Hans von Spakovsky, a senior research fellow at The Heritage Foundation and a board member of the Public Interest Legal Foundation, told The Daily Signal in an email that the findings of the report are alarming.
“This report should concern everyone,” von Spakovsky said, adding:
It highlights the problem of illegal voting by noncitizens and illustrates the shocking fact that not only do election officials not have any measures in place to prevent this from happening, but that law enforcement apparently has no interest in prosecuting this fraud when it is discovered.
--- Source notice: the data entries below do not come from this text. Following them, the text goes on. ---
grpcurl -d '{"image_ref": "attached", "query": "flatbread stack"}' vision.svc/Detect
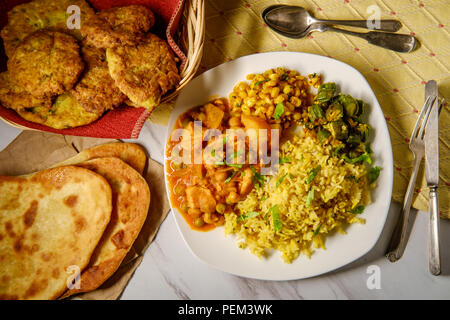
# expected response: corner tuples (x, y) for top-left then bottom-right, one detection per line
(0, 143), (150, 300)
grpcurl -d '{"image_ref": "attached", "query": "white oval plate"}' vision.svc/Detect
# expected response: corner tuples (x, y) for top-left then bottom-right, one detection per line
(164, 52), (393, 280)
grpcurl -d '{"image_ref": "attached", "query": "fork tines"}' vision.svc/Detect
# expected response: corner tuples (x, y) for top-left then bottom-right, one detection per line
(410, 97), (437, 141)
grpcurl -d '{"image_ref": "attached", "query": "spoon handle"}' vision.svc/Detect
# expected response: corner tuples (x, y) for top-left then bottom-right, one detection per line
(318, 20), (402, 32)
(326, 26), (417, 52)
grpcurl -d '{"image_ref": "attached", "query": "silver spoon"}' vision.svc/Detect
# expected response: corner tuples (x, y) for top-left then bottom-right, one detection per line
(263, 5), (402, 34)
(262, 5), (417, 52)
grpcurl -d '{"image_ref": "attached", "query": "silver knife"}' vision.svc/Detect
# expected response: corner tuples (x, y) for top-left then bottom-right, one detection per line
(425, 80), (441, 276)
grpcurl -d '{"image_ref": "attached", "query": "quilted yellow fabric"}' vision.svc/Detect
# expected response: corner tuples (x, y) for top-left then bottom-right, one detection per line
(152, 0), (450, 218)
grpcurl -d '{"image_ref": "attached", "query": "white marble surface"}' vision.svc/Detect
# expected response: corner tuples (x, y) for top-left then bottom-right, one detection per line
(0, 122), (450, 300)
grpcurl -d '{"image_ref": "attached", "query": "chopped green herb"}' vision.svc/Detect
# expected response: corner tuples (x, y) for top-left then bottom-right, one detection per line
(306, 165), (321, 184)
(273, 103), (284, 120)
(270, 205), (283, 231)
(275, 173), (287, 187)
(349, 206), (364, 214)
(305, 186), (314, 208)
(367, 166), (381, 184)
(279, 157), (291, 164)
(313, 224), (322, 237)
(342, 152), (372, 164)
(316, 82), (336, 103)
(308, 104), (323, 122)
(237, 211), (259, 223)
(255, 79), (270, 86)
(333, 143), (345, 157)
(345, 175), (359, 183)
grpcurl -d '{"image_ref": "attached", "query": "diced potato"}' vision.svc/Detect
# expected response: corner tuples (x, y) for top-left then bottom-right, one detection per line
(205, 103), (225, 129)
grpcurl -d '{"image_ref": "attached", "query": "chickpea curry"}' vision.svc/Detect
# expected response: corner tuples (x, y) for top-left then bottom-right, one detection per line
(166, 68), (368, 231)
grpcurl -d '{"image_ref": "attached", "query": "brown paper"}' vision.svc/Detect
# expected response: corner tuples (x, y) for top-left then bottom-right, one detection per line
(0, 131), (170, 300)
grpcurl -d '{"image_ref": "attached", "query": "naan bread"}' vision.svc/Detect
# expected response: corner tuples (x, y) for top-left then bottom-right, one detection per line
(62, 157), (150, 298)
(0, 166), (112, 299)
(56, 142), (147, 174)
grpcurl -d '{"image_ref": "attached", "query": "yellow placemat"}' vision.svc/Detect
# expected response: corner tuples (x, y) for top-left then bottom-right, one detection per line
(153, 0), (450, 218)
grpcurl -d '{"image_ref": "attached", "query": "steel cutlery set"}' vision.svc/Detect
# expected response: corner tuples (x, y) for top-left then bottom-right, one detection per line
(386, 80), (441, 275)
(261, 4), (441, 275)
(261, 5), (418, 52)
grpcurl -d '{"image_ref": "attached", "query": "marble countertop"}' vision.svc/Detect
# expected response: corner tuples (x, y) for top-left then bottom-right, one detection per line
(0, 122), (450, 300)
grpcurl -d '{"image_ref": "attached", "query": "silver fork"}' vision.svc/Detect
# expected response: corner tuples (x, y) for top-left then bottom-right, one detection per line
(386, 97), (437, 262)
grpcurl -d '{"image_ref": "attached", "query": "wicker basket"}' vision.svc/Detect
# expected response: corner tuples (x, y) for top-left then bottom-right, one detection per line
(0, 0), (205, 130)
(161, 0), (205, 103)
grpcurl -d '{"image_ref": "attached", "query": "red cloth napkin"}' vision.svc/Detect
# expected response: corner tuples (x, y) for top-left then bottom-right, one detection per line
(0, 0), (186, 139)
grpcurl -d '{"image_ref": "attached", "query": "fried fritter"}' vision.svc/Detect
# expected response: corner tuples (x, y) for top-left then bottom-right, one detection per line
(71, 41), (126, 114)
(0, 0), (95, 57)
(8, 30), (84, 97)
(0, 72), (52, 111)
(17, 92), (102, 129)
(106, 33), (180, 110)
(81, 5), (155, 48)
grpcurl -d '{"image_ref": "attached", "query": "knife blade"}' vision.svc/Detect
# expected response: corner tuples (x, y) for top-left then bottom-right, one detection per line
(424, 80), (439, 187)
(424, 80), (441, 276)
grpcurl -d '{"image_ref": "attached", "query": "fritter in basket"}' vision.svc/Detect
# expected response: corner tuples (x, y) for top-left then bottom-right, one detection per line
(0, 0), (95, 57)
(17, 92), (102, 129)
(81, 5), (155, 48)
(71, 41), (126, 114)
(0, 71), (52, 111)
(8, 30), (84, 97)
(106, 33), (180, 110)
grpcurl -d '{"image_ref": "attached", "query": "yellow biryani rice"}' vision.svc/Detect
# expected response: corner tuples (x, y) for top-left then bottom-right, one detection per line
(225, 133), (370, 263)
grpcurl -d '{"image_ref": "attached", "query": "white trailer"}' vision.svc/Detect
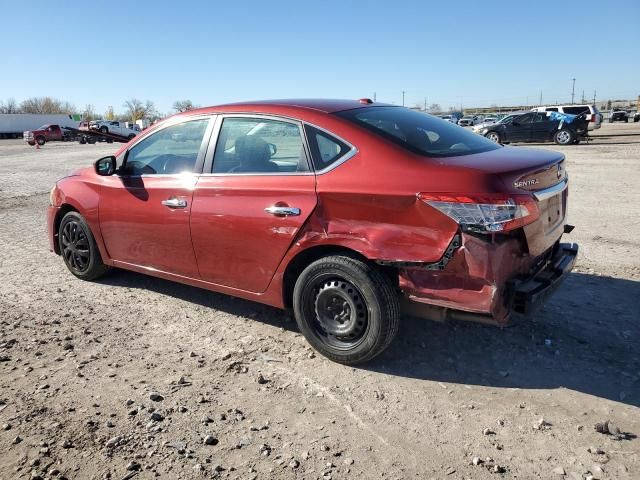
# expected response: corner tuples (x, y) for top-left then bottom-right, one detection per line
(0, 113), (80, 138)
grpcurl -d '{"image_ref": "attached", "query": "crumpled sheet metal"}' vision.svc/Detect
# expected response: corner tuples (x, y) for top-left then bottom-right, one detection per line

And the circumstances of these cases show that what PILF has discovered despite resistance by state officials may only be the tip of the iceberg.
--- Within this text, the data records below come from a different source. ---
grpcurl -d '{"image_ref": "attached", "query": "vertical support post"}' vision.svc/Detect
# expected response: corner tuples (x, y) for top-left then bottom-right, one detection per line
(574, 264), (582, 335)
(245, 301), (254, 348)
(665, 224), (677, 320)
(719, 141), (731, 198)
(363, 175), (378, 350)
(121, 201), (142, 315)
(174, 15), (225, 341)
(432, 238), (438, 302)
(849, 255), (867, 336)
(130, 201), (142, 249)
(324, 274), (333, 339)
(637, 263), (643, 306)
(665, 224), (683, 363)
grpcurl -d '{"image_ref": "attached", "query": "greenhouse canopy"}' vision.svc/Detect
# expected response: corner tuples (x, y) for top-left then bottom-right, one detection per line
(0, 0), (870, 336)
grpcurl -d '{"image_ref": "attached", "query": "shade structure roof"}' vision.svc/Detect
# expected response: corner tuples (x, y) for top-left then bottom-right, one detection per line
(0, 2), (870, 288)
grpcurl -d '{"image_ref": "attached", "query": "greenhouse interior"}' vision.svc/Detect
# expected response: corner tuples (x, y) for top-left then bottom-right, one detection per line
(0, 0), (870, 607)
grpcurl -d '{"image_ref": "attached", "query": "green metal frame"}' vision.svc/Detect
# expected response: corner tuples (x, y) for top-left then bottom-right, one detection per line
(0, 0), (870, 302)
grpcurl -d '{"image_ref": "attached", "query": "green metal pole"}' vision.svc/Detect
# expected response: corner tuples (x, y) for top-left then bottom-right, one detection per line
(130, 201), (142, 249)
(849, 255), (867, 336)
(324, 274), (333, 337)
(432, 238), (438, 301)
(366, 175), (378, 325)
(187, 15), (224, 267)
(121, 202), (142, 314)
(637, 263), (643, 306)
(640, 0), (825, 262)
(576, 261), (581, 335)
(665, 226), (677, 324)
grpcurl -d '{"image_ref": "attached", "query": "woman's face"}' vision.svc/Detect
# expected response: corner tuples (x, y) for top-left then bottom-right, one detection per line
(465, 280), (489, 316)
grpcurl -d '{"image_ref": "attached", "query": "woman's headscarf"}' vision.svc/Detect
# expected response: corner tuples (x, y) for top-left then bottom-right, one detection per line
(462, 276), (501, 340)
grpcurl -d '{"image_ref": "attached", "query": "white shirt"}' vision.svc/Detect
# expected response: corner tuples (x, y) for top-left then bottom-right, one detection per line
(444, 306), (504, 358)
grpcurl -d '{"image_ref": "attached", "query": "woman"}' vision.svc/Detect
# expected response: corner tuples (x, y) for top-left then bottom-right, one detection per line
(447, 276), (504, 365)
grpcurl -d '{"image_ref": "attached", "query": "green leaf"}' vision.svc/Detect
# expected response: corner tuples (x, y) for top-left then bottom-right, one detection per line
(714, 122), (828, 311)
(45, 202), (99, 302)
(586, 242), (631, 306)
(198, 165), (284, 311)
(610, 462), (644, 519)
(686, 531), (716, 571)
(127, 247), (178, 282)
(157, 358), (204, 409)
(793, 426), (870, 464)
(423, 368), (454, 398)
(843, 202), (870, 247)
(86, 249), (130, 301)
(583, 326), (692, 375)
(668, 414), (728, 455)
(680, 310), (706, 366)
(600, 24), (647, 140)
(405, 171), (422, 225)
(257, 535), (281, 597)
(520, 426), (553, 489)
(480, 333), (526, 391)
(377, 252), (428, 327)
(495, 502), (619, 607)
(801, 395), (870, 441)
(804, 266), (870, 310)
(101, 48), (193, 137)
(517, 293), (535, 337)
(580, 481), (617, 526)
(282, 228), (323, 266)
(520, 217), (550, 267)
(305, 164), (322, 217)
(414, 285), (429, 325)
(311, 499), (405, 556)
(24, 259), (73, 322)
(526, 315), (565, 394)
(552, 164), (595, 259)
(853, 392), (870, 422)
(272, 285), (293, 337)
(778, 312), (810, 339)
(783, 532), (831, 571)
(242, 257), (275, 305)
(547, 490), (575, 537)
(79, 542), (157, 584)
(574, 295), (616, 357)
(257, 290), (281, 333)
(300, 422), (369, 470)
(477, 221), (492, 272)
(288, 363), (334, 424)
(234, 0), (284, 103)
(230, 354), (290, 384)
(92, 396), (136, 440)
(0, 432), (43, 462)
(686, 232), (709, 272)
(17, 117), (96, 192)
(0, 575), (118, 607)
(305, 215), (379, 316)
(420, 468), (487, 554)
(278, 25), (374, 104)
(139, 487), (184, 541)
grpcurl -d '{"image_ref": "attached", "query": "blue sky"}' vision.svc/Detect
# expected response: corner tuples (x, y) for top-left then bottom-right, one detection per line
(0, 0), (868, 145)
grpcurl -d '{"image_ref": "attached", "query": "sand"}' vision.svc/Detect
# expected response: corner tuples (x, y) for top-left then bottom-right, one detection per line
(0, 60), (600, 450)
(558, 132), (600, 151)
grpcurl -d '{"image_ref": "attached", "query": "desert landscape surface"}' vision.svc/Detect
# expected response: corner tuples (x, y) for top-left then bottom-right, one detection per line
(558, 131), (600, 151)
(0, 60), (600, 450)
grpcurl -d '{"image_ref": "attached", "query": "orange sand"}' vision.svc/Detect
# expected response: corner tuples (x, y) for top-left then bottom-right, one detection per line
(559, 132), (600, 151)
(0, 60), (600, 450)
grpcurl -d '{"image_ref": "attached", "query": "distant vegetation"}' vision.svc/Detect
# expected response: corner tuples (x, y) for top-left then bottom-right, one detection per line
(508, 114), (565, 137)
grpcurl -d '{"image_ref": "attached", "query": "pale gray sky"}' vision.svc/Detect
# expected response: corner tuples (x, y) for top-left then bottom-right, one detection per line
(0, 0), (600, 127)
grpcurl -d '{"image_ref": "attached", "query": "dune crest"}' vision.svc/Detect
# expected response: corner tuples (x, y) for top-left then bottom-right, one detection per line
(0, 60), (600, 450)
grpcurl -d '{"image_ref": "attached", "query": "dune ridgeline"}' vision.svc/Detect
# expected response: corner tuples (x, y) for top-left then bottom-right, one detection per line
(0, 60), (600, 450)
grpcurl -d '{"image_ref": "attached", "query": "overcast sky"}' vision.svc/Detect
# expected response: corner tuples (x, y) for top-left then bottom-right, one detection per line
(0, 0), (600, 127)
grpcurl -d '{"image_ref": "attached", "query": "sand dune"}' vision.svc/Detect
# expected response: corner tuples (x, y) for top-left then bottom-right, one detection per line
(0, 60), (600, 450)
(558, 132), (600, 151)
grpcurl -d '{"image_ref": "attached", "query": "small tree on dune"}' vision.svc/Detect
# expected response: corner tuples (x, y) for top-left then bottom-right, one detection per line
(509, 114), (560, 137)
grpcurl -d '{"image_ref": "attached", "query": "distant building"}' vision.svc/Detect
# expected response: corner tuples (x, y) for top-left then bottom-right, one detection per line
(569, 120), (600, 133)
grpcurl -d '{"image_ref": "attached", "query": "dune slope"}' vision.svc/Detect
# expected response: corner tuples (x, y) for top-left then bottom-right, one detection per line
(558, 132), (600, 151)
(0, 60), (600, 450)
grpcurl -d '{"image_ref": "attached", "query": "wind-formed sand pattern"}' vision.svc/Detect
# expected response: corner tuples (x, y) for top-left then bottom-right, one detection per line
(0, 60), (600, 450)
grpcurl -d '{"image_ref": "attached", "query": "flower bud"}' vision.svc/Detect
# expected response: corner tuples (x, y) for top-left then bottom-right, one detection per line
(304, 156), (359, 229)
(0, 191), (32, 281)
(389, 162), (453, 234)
“This report is timed in a way to … keep the discussion fresh in the voting public’s mind because the reality is, we’re told over and over again that this sort of thing does not happen,” Logan Churchwell, communication’s director at the Public Interest Legal Foundation, told The Daily Signal in an interview.
The report also found that 7,474 illegal ballots were cast from the group of removed noncitizens and that some records of illegal voting went back to the 1980s.
According to the report, which was based on voter history documents, record requests, and lawsuits, noncitizens “were caught by happenstance, usually by telling the motor vehicle agency they were not a citizen after previously telling the agency they were a citizen.”
“At the instruction of Gov. [Terry] McAuliffe’s political appointees, local election officials spent countless resources to prevent this information from spilling into the open,” J. Christian Adams, president and general counsel at the Public Interest Legal Foundation, said in a statement, adding:
Virginia hid critical information that would have improved election integrity while a political operative-turned-governor vetoed numerous proposals that would’ve prevented alien registration and voting. From [Northern Virginia] to Norfolk and all urban and rural points in between, alien voters are casting ballots with practically no legal consequences in response.
McAuliffe and his appointees also obstructed legislative initiatives to combat voter fraud, according to the report.
The Daily Signal contacted McAuliffe’s office but did not receive a response.
It was a challenge, Churchwell said, to obtain data on the noncitizens.
Some counties and municipalities, like Prince William County in Northern Virginia, cooperated, but others did not comply, according to Churchwell.
“What we started hearing was ‘I’m sorry, I can’t give you that information,’ ‘Sorry, I can’t do that, that information is protected,’” Churchwell said. “So even after one county says, ‘Here’s the records you asked for,’ you go across the county line, they immediately start telling you no. And then all of those no’s become uniform answers,” Churchwell said.
County officials, Churchwell said, used the Drivers Privacy Protection Act, which prohibits disclosure of personal information of a person’s motor vehicle record as a shield to protect voting records.
The process to verify citizenship must change for the problem to be solved, and Churchwell said he is hopeful that President Donald Trump’s panel to investigate voter fraud, launched in early May, will help.
“The next big discussion that this presidential commission will likely launch into and Congress might even go into thereafter is how do we essentially modernize our voter registration system,” Churchwell said.
The question, Churchwell said, is how to balance state control over voter integrity, but also provide guidance to states so they can better verify the citizenship status of incoming applicants.
“This idea of ‘check the box yes or no’ is not going to work,” Churchwell said.